И первое, о чем я подумала, господин Президент, узнав о вашем поразительном разрешении, никогда не предоставлявшемся никому другому, я подумала, что мы снова вместе с ним отправимся на море.

Каким же молодцом он оказался, думала я с гордостью, и чем он смог тронуть даже вас, господин Президент, вас, такого сурового и одновременно справедливого и милосердного, вас, человека, который видит всех насквозь и не позволяет никому обмануть себя, как многие там, за стенами Дома, готовые, открыв душу, быть обманутыми каждым желающим. Скажу больше, если бы я узнала о его дерзкой, безумной, грандиозной затее заявиться сюда, в Дом, к вам, с неслыханной наглой просьбой, я пришла бы в ужас, представив себе, как вас должен был взбесить его вызывающий поступок.

Я хорошо знаю моего мужа, даже слабое покалывание у него в животе воспринимается им как трагедия. Меня это раздражало, но со мной он редко жаловался на такое, я быстро пресекала его капризы. А сейчас, как мне говорят, он снова позволяет себе подобные выходки… Правда, немногие могут почувствовать, сколько настоящей боли, любви и страсти в его излияниях. Они не поэты, и им не дано понять, кто есть истинный поэт.

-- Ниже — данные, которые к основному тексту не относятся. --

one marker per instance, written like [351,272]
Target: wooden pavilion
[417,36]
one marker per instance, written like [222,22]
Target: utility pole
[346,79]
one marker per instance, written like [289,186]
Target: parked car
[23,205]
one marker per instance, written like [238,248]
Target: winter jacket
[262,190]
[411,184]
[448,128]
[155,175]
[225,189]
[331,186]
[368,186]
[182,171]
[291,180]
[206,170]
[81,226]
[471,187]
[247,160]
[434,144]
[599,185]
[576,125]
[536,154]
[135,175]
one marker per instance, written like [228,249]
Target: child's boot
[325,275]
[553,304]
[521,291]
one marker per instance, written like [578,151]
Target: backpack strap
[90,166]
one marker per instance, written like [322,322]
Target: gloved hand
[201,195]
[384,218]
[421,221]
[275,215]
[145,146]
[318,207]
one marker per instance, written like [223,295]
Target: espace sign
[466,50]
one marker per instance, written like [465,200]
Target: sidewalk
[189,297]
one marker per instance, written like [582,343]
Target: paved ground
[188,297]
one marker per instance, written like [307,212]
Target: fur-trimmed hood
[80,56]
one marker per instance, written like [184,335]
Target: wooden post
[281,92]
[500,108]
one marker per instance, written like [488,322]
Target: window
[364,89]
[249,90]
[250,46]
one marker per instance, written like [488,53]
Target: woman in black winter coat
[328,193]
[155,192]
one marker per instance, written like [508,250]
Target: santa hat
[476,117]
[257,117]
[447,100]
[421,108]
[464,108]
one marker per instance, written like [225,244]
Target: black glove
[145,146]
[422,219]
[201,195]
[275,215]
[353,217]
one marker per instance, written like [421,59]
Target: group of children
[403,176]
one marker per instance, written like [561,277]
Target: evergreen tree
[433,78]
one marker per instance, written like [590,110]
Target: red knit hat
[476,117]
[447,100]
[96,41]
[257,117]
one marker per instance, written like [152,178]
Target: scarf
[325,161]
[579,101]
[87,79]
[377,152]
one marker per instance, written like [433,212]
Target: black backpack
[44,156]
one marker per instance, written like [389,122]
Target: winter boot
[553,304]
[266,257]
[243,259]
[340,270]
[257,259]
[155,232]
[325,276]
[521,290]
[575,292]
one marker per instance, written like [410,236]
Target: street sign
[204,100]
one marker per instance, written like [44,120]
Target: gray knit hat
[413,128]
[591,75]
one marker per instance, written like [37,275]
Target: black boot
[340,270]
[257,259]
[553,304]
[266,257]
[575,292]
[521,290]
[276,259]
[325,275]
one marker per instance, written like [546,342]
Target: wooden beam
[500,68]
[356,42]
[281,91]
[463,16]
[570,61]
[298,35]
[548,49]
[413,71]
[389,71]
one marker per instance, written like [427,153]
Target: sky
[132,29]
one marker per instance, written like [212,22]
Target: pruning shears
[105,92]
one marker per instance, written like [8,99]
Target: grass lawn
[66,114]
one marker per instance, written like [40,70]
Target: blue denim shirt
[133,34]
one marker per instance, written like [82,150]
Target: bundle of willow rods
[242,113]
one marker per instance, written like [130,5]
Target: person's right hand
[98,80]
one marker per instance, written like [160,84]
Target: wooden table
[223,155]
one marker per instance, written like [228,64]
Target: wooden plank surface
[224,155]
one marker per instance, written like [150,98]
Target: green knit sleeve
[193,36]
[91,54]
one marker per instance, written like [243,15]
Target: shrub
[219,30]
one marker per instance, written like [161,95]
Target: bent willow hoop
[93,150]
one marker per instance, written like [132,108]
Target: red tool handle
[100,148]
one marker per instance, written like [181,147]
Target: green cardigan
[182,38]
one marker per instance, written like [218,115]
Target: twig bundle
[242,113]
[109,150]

Но вы, Президент, наверняка, поэт в глубине души, и большой поэт, как те великие античные поэты, что остались безымянными…

Как бы то ни было, если вы позволили ему прийти сюда и забрать меня, это должно означать, что вы прочли его сердце лучше, чем я, потому что даже я порой…

Я сразу же пошла за ним, мысль о море окрылила меня, я шла быстрым шагом в полумраке, бегом одолевала лестницы, пересекала лестничные площадки и длинные коридоры, заваленные сумками, чемоданами и узлами, всеми теми вещами, которые мы приносим сюда с собой и которые, согласно правилам, должны сдать персоналу.

Что потом происходит со всем этим багажом, никто не знает, учитывая, что возвращать его семьям запрещено. Скорее всего, он так и остается в этих стенах, забытый, гниющий по углам, пока не рассыплется в прах, иначе со временем он заполонил бы весь Дом.

Я шла, я бежала, я оступалась, попадая в какие-то грязные лужи, я спешила, я гналась за ним, сгорая от нетерпения заговорить с ним, посмотреть в его глаза. Но этого нельзя было делать, и я отчетливо понимала почему. Если бы остальные узнали об этом потрясающем визите, то больше никогда никому не позволили бы… говорят, это случилось только однажды, давным-давно… но это одна из тех историй, какие рассказывают детям, чтобы заставить их вести себя хорошо, чтобы они поверили в то, что нет ничего невозможного, и этим успокоить их и сделать более доверчивыми, но я уже сказала, что это случилось много-много лет назад, так много, что этого, кажется, и вовсе не было или, может быть, было, но настолько давно, что остается лишь терпеливо надеяться, что это может повториться и с ними, очень-очень терпеливо надеяться, потому что, прежде чем это снова произойдет, должно пройти много времени, а значит, пока нечего суетиться и волноваться.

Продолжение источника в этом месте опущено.